The lowly limpet and the need for full habitat protection

Will Soltau is Sustainable Fisheries and Salmon Farming Campaign Manager for Living Oceans Society.

I started out to write an Overlooked Species Theater piece about the lowly limpet. But as it unfolded, it became more about overlooked habitat.


The recent re-write of the habitat provisions in our Fisheries Act have been bugging me a lot lately. And I'm not the only one. Justice Cohen took a swipe at the federal government in his report on declining returns of sockeye salmon to the Fraser River. And just the other day the Environment Commissioner wrote, “The Department (of Fisheries and Oceans) has stated that it has not yet fully determined the impact of the changes.” My heartburn comes partly because the changes to habitat protection were wrapped up in an Omnibus Budget Bill and crammed down our collective throats. But it's also because the kind of thinking that only values economic determinants is really short sighted and doesn't make any ecological sense.

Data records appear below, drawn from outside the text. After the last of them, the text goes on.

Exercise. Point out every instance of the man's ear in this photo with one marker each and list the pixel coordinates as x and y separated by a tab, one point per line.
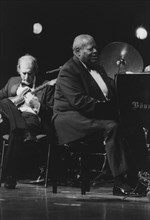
77	51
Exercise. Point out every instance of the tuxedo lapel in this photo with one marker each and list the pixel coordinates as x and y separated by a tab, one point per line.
90	84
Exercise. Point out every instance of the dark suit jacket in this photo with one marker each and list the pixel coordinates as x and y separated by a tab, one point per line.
76	111
45	97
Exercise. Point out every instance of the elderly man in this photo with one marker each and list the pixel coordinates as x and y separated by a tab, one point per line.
85	105
24	107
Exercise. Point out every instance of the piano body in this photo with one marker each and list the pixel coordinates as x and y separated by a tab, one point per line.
133	95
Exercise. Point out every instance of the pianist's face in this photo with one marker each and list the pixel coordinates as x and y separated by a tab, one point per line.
88	52
26	72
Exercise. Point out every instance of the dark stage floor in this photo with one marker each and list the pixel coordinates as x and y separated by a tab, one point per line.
29	201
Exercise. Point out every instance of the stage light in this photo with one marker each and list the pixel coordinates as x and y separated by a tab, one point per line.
141	33
37	28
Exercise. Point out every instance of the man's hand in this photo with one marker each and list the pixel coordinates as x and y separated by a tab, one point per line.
1	118
32	101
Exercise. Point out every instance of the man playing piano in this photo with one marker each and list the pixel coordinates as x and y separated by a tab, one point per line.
85	106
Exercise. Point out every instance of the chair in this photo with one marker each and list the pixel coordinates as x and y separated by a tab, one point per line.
85	150
39	138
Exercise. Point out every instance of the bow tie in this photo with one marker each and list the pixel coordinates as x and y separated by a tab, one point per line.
24	84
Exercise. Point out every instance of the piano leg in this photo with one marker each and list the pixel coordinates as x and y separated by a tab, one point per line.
146	138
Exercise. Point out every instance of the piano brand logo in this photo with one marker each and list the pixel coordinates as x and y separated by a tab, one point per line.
140	105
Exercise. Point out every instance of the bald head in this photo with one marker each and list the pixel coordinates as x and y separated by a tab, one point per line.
84	48
27	61
81	40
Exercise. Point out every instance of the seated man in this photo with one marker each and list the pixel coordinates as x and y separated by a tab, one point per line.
24	108
84	105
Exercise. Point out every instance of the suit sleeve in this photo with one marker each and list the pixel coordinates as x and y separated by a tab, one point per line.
46	108
73	89
4	91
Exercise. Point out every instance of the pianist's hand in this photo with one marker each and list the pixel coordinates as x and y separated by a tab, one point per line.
32	101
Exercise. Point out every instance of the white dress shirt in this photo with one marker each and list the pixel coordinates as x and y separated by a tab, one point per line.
99	80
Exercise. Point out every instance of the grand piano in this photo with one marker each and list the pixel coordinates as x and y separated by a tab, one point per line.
133	98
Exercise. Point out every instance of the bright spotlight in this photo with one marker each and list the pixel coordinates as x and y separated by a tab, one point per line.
37	28
141	33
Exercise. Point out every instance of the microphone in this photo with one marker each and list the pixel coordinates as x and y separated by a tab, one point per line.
54	70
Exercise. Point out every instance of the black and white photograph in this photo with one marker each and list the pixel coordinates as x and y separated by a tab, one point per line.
74	109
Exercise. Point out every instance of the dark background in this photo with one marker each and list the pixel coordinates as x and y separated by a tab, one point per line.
107	21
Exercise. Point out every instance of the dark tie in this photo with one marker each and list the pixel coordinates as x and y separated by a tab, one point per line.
24	84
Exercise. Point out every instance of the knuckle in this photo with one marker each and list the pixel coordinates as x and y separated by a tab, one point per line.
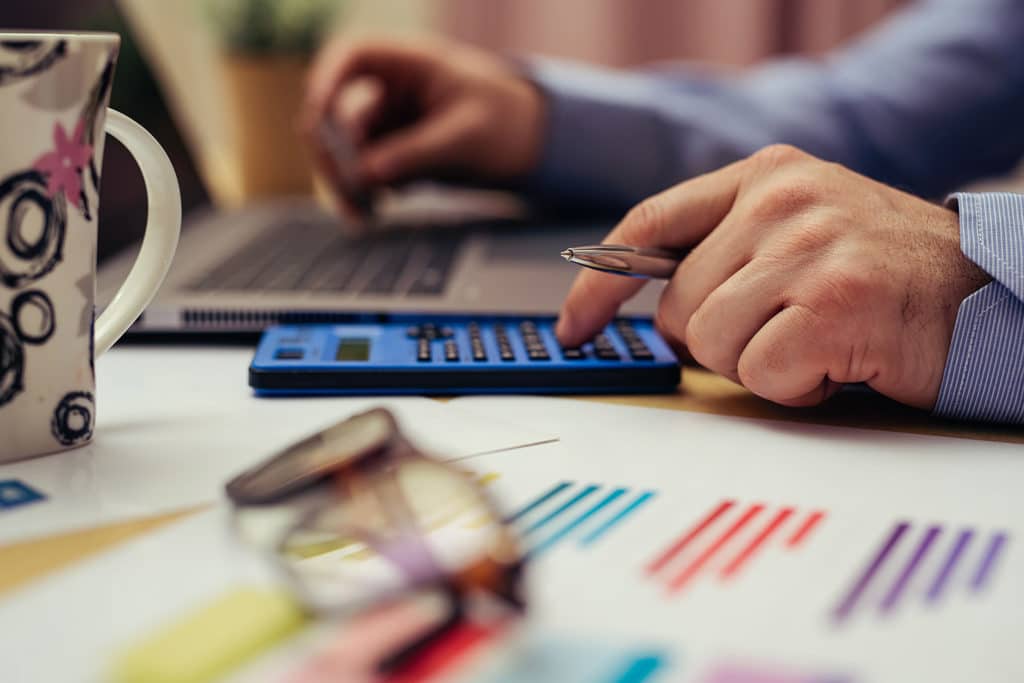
841	290
646	221
700	342
793	196
778	155
668	326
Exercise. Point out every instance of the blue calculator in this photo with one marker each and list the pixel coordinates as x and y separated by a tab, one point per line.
415	354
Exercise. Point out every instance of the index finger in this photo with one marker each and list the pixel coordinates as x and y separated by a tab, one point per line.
680	216
344	59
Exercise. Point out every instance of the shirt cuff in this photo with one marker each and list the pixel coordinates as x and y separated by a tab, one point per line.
992	236
604	146
984	374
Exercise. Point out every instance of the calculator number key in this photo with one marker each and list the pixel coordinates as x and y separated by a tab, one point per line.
638	350
536	350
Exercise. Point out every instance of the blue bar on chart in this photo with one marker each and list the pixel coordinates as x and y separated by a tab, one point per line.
546	656
972	578
14	494
568	510
748	673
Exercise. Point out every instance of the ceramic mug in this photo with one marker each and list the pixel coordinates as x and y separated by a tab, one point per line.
53	119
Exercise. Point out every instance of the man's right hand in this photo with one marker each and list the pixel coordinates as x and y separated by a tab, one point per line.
422	110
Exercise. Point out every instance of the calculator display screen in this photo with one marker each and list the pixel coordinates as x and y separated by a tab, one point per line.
353	349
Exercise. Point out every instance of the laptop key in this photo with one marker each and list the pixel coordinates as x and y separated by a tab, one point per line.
432	280
385	281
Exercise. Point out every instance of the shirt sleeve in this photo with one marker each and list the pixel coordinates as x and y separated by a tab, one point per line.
984	373
932	98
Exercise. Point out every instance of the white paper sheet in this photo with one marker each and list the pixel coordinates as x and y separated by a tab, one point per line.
773	620
778	612
175	424
774	617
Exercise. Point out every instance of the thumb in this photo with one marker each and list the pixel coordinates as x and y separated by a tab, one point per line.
680	216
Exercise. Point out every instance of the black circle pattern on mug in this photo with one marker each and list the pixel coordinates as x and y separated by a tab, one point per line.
33	329
28	254
11	360
22	58
32	321
72	422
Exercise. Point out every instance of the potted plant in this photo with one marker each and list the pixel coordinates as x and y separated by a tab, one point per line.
266	47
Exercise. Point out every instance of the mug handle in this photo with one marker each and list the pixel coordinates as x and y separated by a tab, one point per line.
163	225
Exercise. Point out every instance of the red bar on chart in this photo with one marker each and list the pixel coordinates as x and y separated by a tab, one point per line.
805	529
697	563
730	569
662	560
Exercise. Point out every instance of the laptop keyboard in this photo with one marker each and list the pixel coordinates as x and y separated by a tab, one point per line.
315	257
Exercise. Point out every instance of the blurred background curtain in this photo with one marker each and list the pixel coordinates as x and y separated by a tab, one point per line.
622	33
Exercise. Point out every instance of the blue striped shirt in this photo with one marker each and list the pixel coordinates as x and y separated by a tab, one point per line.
928	101
984	374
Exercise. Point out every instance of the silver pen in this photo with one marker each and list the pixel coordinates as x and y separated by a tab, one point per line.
630	261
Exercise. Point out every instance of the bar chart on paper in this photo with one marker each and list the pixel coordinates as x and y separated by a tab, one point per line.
923	564
570	512
727	540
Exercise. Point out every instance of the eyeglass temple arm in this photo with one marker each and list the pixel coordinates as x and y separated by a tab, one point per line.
409	651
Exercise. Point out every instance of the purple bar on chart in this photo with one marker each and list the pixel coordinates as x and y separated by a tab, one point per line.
941	579
988	561
892	598
846	607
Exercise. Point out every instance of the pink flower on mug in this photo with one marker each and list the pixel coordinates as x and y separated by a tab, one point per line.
62	167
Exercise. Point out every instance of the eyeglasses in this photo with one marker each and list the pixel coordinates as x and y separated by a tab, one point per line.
355	515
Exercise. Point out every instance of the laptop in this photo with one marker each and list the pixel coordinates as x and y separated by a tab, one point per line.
290	262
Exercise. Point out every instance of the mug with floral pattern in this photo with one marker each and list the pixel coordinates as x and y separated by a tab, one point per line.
53	120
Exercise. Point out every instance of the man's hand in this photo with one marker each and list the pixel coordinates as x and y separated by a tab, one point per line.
804	276
422	109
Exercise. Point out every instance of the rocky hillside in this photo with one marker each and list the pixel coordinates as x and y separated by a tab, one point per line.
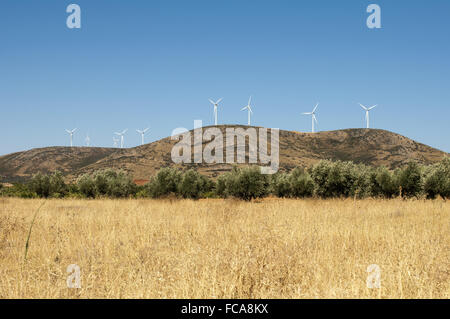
369	146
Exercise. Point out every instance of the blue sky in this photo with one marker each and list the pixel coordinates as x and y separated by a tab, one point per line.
135	64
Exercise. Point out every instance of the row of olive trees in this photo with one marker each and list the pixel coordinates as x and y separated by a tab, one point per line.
326	179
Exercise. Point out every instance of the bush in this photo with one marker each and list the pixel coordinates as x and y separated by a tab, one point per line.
334	179
48	185
410	180
301	183
107	182
280	185
193	185
164	183
247	183
86	186
383	183
437	181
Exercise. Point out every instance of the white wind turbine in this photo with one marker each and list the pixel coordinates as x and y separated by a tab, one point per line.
313	116
142	134
71	135
249	109
216	104
115	141
121	134
367	109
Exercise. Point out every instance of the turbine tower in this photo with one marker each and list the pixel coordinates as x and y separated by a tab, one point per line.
142	134
71	135
115	141
121	134
249	109
216	104
367	109
313	116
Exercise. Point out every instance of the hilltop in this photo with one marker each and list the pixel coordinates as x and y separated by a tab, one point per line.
369	146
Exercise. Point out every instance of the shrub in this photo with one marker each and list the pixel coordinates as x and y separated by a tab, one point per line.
280	185
247	183
301	183
334	179
86	186
106	183
383	183
164	183
193	185
410	180
438	180
48	185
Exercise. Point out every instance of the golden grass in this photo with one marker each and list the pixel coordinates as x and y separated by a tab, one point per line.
225	248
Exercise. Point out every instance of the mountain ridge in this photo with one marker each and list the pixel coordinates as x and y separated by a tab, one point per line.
369	146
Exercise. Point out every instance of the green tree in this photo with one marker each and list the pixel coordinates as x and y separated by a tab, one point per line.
437	181
164	183
410	180
301	183
247	183
193	185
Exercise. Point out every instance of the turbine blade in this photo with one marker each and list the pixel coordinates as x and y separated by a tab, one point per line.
315	107
365	108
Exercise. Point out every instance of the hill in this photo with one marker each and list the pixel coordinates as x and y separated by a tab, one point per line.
369	146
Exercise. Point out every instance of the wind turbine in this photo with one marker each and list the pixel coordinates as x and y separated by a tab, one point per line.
216	104
249	109
121	134
367	109
71	136
142	134
313	116
115	141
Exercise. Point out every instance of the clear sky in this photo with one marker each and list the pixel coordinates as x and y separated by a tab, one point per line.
135	64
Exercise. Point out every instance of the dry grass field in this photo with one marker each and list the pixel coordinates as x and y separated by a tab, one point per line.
225	249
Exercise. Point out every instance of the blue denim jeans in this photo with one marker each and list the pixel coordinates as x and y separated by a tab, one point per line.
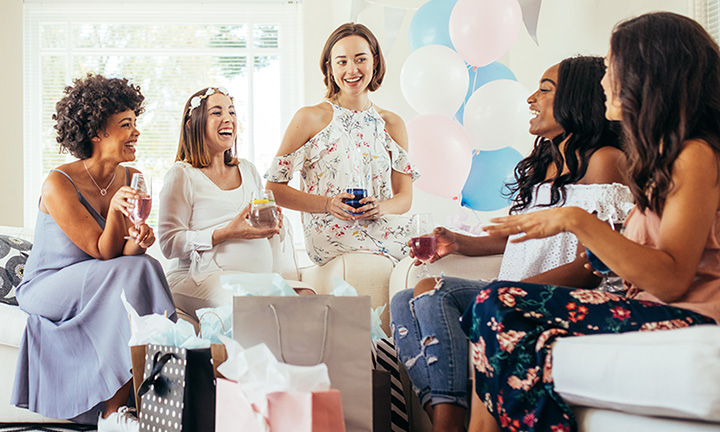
430	342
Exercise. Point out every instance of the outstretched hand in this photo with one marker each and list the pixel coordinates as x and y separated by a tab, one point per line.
539	224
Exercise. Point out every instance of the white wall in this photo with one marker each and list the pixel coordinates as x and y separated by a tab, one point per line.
566	27
11	113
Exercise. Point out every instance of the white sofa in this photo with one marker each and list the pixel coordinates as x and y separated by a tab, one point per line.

According to this type of thinking, the habitat utilized by species important to aboriginal, commercial and recreational fisheries – those with economic value - will remain protected. I think it is entirely possible that, sometime in the future those fisheries with value today could, for some unforeseen reasons, become less valuable in the future. Does that mean they are less important and no longer worthy of habitat protection? And more importantly, I am very sure that species considered to be unimportant today may become extremely important in the future. Examples of this abound and I think there will be more in the future.

Take the lowly limpet for instance. Looking just south of our border the Giant Keyhole Limpet had no commercial value until just recently when it was found to contain a substance very important to the medical field for possible cancer vaccines. Since the substance couldn't be replicated chemically the limpet became so important that it's now in danger of becoming endangered as a victim of overfishing.

There is a lot of new research finding that heretofore unimportant and often undesirable sea creatures can play important roles in the future of our human existence. Isn't protecting habitat for these species just as important as protecting habitat for commercial, recreational and aboriginal fisheries?